Les très volumineuses analyses qui paraissent ces jours-ci dans les media s’interrogent sur ce que la France savait du génocide annoncé puis perpétré au Rwanda en 1994. Ce travail aurait pu être intéressant s’il ne tombait dans le travers d’un manichéisme stupide à moins qu’il soit pervers.

Même si on ne s’interroge pas sur le timing d’une telle série de publications, à l’ampleur inhabituelle pour un sujet vieux de vingt-quatre ans, on ne peut que constater que la pratique systématique de l’investigation asymétrique révèle pour ce quotidien qui fut jadis un grand journal respecté, non pas une réelle volonté d’informer mais bien plutôt le souci d’imposer une vérité plus que contestable.

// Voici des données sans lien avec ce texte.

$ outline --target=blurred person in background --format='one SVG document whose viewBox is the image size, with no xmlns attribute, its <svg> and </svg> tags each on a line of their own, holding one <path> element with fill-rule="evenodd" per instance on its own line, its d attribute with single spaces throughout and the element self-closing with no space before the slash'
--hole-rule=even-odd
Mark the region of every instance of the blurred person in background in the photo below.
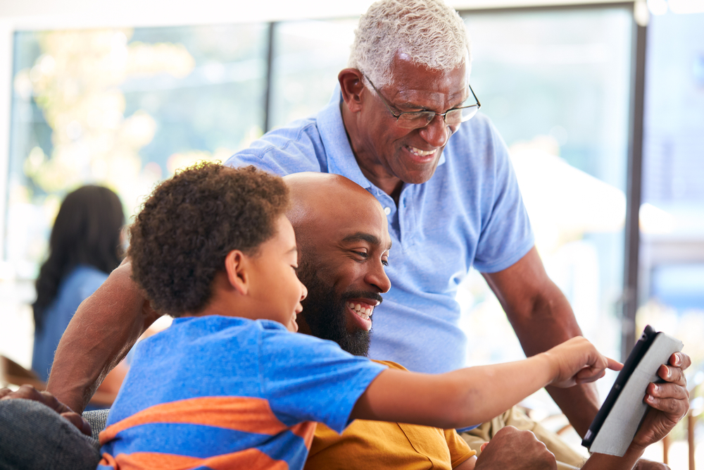
<svg viewBox="0 0 704 470">
<path fill-rule="evenodd" d="M 82 186 L 66 196 L 51 230 L 49 258 L 37 279 L 32 304 L 32 369 L 49 379 L 54 354 L 78 306 L 108 278 L 123 257 L 125 214 L 120 198 L 101 186 Z M 101 390 L 117 392 L 126 373 L 120 364 Z"/>
</svg>

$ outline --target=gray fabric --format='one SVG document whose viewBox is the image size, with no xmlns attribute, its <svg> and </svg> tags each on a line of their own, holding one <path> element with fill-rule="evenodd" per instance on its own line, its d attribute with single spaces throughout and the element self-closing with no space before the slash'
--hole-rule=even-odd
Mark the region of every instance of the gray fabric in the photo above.
<svg viewBox="0 0 704 470">
<path fill-rule="evenodd" d="M 42 403 L 0 401 L 0 470 L 94 470 L 99 448 Z"/>
<path fill-rule="evenodd" d="M 105 429 L 105 423 L 108 422 L 108 413 L 109 409 L 96 409 L 92 412 L 85 412 L 83 417 L 90 424 L 90 428 L 93 431 L 93 438 L 98 439 L 100 431 Z"/>
</svg>

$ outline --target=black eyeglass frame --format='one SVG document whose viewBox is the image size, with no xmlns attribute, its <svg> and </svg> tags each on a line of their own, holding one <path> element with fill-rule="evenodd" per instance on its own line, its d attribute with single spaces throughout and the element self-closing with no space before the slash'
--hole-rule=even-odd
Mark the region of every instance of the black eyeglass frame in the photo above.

A l’évidence, le Monde et ceux qui se prêtent à son petit jeu, visent à peser sur une décision judiciaire très attendue. On sait en effet que les magistrats ont déclaré close leur instruction sur l’attentat qui, assassinant deux chefs d’état africain et leur suite, a déclenché le génocide rwandais de 1994. On attend une éventuelle décision de renvoi devant la Cour d’Assises de ceux qui, preuves à l’appui et depuis de longues années sont mis en examen dans cette affaire. Certains rêvent toujours cependant d’un non-lieu qui ne pourrait intervenir, au vu de la réalité du dossier, que sous l’effet d’un diktat politique ridiculisant l’institution judiciaire et avec elle, la France toute entière. On pourrait aussi observer, en passant, si cela n’était pas négligeable aux yeux du Monde, que cet attentat a non seulement dégagé la route du pouvoir pour monsieur Kagame mais lui a aussi offert sur un plateau le Zaïre et surtout le Kivu qu’il pille allégrement depuis plus de vingt ans.

Et bien entendu, tout cela : c’est-à-dire les centaines de milliers de morts rwandais, les millions de morts congolais, les autres morts en plus petit nombre, et qu’il est d’ailleurs inutile de compter puisque seuls comptent les morts tutsi …c’est la faute de la France ! Et pour mieux mettre en cause ses décisions et donc sa responsabilité dans ces crimes atroces, on s’interroge sur ce que la France savait. Enfin, on fait mine de s’interroger. Et on met en avant certaines choses pour mieux occulter les autres, vieille technique d’investigation asymétrique flirtant habilement avec les Fake News et particulièrement efficace dans le drame rwandais depuis 1990 au moins.

Regardons un instant ce que savait la France juste avant le génocide de 1994. Etant sur le terrain de 1990 à 1993, j’y ai vu, entendu, lu et appris un certain nombre de choses. Et si je savais certaines choses, la France à qui j’ai rendu compte comme cela était mon devoir, ne pouvait les ignorer. Et j’ajouterai que si la France les savait, d’autres les savaient inévitablement, même si, comme aujourd’hui le font certains français, ils ont fait mine de l’ignorer.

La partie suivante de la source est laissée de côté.